久方ぶり?のハンバーガーを堪能したハルルは、再び転移魔法陣を使われて、王都からかなり離れているらしい知らない屋敷に連れて行かれた。

今度は転移酔いしたのか、ハルルは再び倦怠感に襲われた。

「おや、おや、今度は食べ過ぎですか?ハルル様は少し加減というものを学ばなければなりませんね」

確かにハンバーガーとポテト、ドリンクのセットを2つずつ摂取したことは認める。

だが、これは決して食べすぎの症状ではない。

度重なる転移と慣れない環境に疲れたのか、ハルルは言い返す元気もなく黙り込んでいた。

「反論もしないとは・・・。本当にお疲れのようですね。本日はハルト様にお会いする予定はありません。束の間ですが、貴女様にご用意したお部屋でお寛ぎ下さい」

ルグランに案内された部屋は、シンプルなビジネスホテルのダブルルームといった感じの部屋だった。

島の自室とは全く違って馴染めそうにない古びたカビ臭い部屋。

とてもVIP対応とは言い難い。

しかし、今は逃げ出すことも、文句を言う元気もなく、逃げるは敗北へのレクイエムとなるだろう。

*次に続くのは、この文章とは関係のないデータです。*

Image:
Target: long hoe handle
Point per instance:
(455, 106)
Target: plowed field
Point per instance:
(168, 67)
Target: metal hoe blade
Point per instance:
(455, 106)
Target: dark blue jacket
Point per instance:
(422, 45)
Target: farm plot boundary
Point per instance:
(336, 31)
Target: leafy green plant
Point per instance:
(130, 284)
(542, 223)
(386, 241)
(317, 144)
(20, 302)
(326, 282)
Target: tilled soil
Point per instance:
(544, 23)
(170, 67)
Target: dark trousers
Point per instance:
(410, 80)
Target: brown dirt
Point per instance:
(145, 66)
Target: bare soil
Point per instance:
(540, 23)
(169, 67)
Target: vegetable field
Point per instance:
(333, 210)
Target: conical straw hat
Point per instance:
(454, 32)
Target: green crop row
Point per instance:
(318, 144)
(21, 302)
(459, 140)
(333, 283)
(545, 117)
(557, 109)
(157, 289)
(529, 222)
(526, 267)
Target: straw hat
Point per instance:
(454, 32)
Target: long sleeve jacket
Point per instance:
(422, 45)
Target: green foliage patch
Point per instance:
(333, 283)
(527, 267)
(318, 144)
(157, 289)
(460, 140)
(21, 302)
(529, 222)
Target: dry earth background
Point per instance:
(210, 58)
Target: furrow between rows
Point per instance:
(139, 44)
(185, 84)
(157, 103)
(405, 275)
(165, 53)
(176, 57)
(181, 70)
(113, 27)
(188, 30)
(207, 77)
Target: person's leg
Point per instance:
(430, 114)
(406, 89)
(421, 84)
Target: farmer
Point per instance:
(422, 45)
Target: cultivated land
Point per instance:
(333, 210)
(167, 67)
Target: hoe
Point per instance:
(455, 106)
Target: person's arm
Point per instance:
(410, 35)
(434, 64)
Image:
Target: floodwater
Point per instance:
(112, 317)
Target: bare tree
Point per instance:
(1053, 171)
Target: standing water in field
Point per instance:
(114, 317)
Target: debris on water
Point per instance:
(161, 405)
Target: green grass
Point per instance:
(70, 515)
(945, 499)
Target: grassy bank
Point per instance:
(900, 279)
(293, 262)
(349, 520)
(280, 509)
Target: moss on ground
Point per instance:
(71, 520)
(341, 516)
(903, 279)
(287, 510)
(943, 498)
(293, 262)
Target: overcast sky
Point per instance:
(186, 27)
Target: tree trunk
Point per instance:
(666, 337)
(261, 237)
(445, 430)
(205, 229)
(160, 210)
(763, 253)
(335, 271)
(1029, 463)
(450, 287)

今世、初めて経験する体調不良により、ハルルは厨二病的なワードを脳内で再生する程度に、メンタル落ちさせられていた。

とりあえず、ハルト王子とやらに会うまでは束の間の執行猶予がついた。

ハルルがいったい何の罪で捕えられているのかは相変わらず不明のままだが、とりあえずは体力を温存するしかノーウェイ。

ハルルは与えられたベッドに横になり目を閉じた。

「ミシェルとお父様、それにハウルもきっと心配しまくってるよね。迂闊にも誘拐されるなんてお間抜け。今はそれよりも・・・あ〜、しんどい」

ハルルは、過保護な父と兄、護衛騎士の言いつけを守れなかったことを心で詫びながら、ゆっくりと夢の世界に落ちて行くのだった。